Vor einem Jahr hat man von der Konkurrenz die Programmmacherin eines hippen Imprints abgeworben. Die Idee – sie soll nun beim eigenen Verlag ein hippes Imprint machen. Man möchte sich als Verlag breit aufstellen und dafür auch mal Nischen besetzen. Man kennt die Floskeln. Für die Findung eines Verlagsnamens wurde ein eigens modifiziertes Glücksrad bemüht. Darauf alle möglichen Begriffe aus dem Farbspektrum. Der Pinökel zeigte auf Blau – et voilá: „Hanser blau“ war geboren.
Bliebe nur noch die Frage des Inhalts, damit man das neue Label auch mit genügend Leben füllen kann.
Verlagsmitarbeiterin 1: Schön, dass wir uns zum Brainstorming hier eingefunden haben. „Hanser Blau“ soll uns neue Schichten erschließen und dafür braucht es Content, Content, Content. Lasst uns mal überlegen. Was könnten die Leute wollen?
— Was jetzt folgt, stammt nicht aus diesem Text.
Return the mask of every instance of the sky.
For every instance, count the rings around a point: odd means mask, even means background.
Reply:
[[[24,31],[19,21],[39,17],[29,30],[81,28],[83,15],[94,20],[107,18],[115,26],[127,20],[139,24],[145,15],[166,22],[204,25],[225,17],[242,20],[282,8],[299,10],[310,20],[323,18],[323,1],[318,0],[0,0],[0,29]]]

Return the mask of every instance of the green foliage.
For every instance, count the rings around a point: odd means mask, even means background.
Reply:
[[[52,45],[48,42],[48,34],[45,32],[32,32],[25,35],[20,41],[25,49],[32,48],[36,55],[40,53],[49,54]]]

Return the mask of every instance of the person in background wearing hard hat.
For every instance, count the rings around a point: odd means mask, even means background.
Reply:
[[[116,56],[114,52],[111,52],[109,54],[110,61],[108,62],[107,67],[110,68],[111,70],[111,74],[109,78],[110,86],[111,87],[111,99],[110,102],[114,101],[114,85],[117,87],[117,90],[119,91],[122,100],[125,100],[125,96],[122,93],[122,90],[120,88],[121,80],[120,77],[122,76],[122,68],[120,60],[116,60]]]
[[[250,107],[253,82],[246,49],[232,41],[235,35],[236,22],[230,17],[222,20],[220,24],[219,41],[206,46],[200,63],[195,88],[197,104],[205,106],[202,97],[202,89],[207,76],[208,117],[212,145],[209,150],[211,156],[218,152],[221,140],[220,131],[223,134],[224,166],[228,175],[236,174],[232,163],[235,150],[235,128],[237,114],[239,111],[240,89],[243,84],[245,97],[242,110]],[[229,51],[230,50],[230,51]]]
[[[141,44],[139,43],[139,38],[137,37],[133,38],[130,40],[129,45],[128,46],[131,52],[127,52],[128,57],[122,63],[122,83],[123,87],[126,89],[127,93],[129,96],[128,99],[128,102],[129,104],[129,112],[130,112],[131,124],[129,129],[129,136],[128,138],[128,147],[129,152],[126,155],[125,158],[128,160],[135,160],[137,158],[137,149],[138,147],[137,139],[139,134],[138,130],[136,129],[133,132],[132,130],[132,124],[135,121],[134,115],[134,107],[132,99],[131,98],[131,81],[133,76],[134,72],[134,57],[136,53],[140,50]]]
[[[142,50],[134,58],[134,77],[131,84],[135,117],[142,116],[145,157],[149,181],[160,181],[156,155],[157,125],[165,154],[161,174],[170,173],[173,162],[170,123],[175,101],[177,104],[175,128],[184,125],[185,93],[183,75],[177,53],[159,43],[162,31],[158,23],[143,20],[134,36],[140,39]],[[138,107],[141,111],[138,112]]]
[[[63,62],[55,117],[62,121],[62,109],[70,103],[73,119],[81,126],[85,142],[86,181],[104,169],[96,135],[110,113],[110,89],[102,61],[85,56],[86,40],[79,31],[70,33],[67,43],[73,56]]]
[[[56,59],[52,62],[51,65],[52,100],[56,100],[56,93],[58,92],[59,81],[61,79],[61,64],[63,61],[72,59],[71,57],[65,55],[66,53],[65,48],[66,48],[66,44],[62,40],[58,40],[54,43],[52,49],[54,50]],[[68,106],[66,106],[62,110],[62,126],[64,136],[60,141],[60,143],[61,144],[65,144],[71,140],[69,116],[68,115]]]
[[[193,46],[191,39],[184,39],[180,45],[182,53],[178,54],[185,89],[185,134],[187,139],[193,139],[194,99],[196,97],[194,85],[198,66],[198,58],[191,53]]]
Verlagsmitarbeiterin 2: Ich hätte da eine Idee. Heinz Strunk war doch bei Rowohlt unglaublich erfolgreich mit diesem „Der goldene Handschuh“. Hamburg, Kiez, schmuddelige Kneipen, schmuddelige Leute. Der Strunk, der ist doch bei „Studio Braun“, und da ist doch auch dieser Rocko Schamoni dabei. Der schreibt ja sonst für Piper. Wollen wir den nicht einfach abwerben, damit er für uns einen Hamburg-Roman schreibt? So mit St. Pauli, Kiez, Unterweltgröße, Antiheld? Können wir einfach „Große Freiheit“ nennen. Fällt gar nicht auf.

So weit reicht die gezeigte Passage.